I do 100% agree for cameras though, that's all local or not at all.

[–] [email protected] 1 points 2 months ago

Depends on the fridge, in my opinion. I don't need any door sensors because my fridge will beep at me if I leave a door open for 12 microseconds, and the freezer is pretty reliable, it's just the fridge that needs adjusting from time to time.

I just use a ThirdReality smart plug with energy monitoring primarily so I can see power consumption, but I still contend that this combined with the temp sensor is enough to let me know if there's a problem when I'm not home.

Also a 20 year IT person, but on the Linux server side.

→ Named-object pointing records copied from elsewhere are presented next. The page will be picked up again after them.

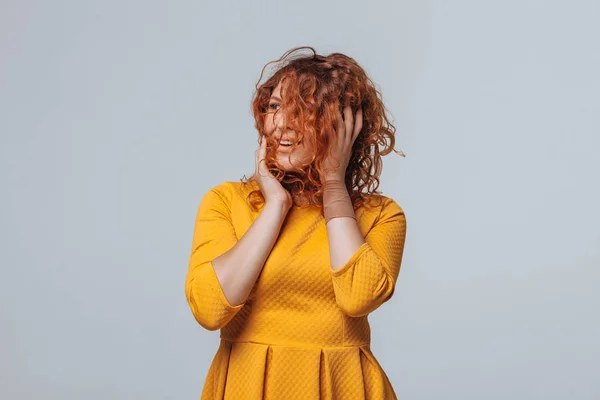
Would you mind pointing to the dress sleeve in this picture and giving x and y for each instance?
(368, 279)
(213, 235)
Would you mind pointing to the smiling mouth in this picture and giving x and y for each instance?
(289, 145)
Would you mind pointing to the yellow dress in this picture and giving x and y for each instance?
(303, 332)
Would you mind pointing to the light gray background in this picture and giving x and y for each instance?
(117, 116)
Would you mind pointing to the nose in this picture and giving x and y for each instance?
(279, 120)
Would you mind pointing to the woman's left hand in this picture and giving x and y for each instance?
(341, 149)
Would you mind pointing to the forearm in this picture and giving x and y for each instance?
(343, 232)
(344, 239)
(238, 268)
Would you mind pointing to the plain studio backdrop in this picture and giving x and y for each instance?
(118, 116)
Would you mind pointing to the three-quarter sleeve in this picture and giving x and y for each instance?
(368, 278)
(214, 235)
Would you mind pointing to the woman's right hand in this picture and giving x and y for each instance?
(271, 188)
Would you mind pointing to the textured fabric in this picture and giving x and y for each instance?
(303, 332)
(336, 201)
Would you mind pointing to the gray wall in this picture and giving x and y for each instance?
(117, 116)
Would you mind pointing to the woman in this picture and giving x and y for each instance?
(289, 263)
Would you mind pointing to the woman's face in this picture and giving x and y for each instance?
(275, 126)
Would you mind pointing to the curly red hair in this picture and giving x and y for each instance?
(316, 88)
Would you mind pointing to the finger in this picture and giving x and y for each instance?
(262, 151)
(358, 124)
(348, 121)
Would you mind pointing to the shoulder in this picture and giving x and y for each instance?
(229, 191)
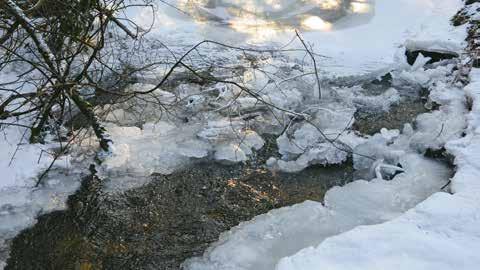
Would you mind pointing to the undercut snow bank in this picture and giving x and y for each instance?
(261, 242)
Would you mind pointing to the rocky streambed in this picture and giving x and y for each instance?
(175, 217)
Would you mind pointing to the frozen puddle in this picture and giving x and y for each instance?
(263, 241)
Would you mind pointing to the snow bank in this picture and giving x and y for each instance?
(440, 233)
(375, 41)
(261, 242)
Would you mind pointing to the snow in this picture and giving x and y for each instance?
(439, 233)
(375, 40)
(261, 242)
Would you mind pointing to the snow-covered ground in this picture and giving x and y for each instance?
(352, 46)
(440, 232)
(20, 165)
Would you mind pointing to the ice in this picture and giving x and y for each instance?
(157, 148)
(231, 140)
(261, 242)
(439, 233)
(323, 140)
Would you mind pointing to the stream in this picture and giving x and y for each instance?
(170, 218)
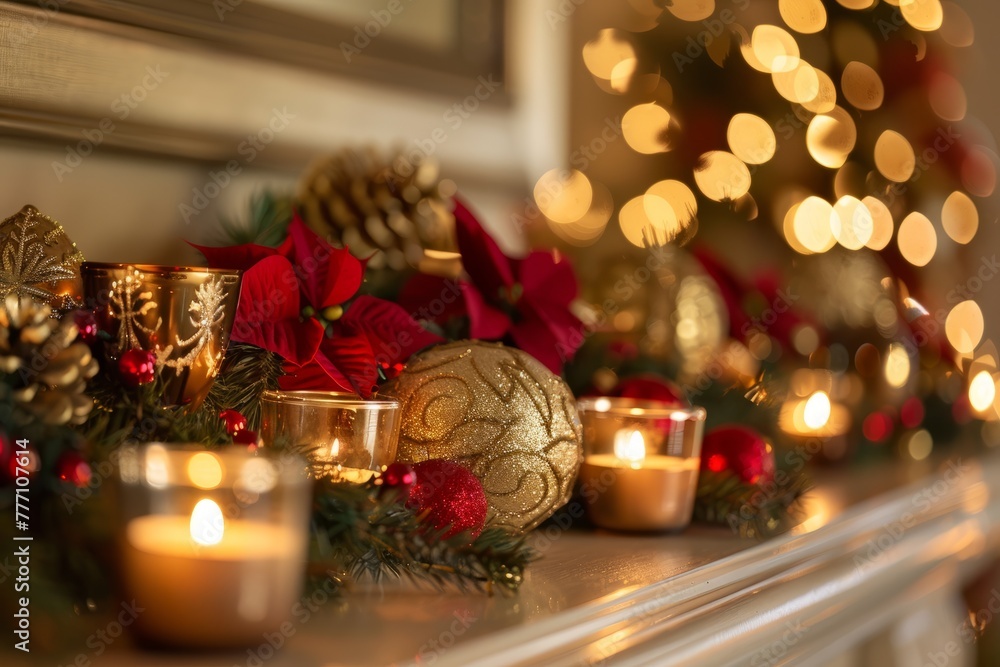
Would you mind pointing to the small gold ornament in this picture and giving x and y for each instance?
(49, 370)
(500, 413)
(38, 260)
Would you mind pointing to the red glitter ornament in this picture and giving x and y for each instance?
(137, 367)
(86, 326)
(739, 450)
(400, 477)
(235, 422)
(450, 495)
(73, 469)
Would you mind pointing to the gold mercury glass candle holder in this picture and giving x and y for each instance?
(345, 436)
(641, 461)
(214, 542)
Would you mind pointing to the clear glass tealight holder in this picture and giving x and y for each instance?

I do have an isolated network for IoT things that don't have local alternatives (pfsense hardware firewall, 24 port managed switch in the rack and ruckus APs), but I hate (hate) the enshittification of perfectly good hardware with software that exists solely to harvest my data so a corporation can have an additional revenue stream for the shareholders, and I will go pretty far out of my way to avoid giving money to companies that do this. Dreading the day my beloved dumb LG plasma TV dies.

What hardware are you running your HA instance on? Mine runs in an HAOS Proxmox VM with the USB port for the zwave dongle (for the locks) passed through. ZigBee coordinator is ethernet, so it's just plugged into a switch in the living room.

[–] [email protected] 2 points 2 months ago* (last edited 2 months ago) (1 children)

With a wifi fridge for example I can know if it stops working and the temp starts rising before I have a fridge full of spoiled food.

You don't need a wifi fridge for this. My wife and I manage this via Home Assistant and cheap Switchbot sensors. Fully self contained on my network, nothing to phone home anywhere.

The rest of the things you listed are kind of silly. If you left the oven on, that sucks, but you're already gone. Also, who sets the oven on before leaving the house? That's just an odd... like, really odd thing to do. Like, senility/dementia level odd, at which point what difference is a notification? And the dryer thing... well, that's nothing a 15 minute wrinkle cycle doesn't already solve on a dumb dryer.

[–] [email protected] 2 points 2 months ago (1 children)

"not that iot device, use this one instead and get less function out of it"

Wrinkle cycles don't work as well as getting the laundry while it's still hot. It reduces it some but not as much as getting the laundry when it's still hot. It also wastes a fair bit of energy to run the dryer for another 15 minutes instead of just telling me when it's done.

And it's not a dementia thing, it's an adhd+generalized anxiety thing. Piece of mind is pretty valuable to me and mine.

[–] [email protected] 1 points 2 months ago* (last edited 2 months ago) (1 children)

And it’s not a dementia thing, it’s an adhd+generalized anxiety thing. Piece of mind is pretty valuable to me and mine.

That's a fair take. I dunno, the potential security vulnerabilities outweigh any possible gains for me with most IOT devices, and I feel smart appliances are just more complicated to fix and more easily break down. Plus, the last thing I need is my washer to brick or my fridge to stop working from a botched firmware update.

[–] [email protected] 1 points 2 months ago

security vulnerabilities outweigh any possible gains for me

Definitely a valid choice, just not one that's for everyone. I'm content that they're on a separate IoT network and can't reach into my main network and will make that trade for the QoL improvements that it buys me.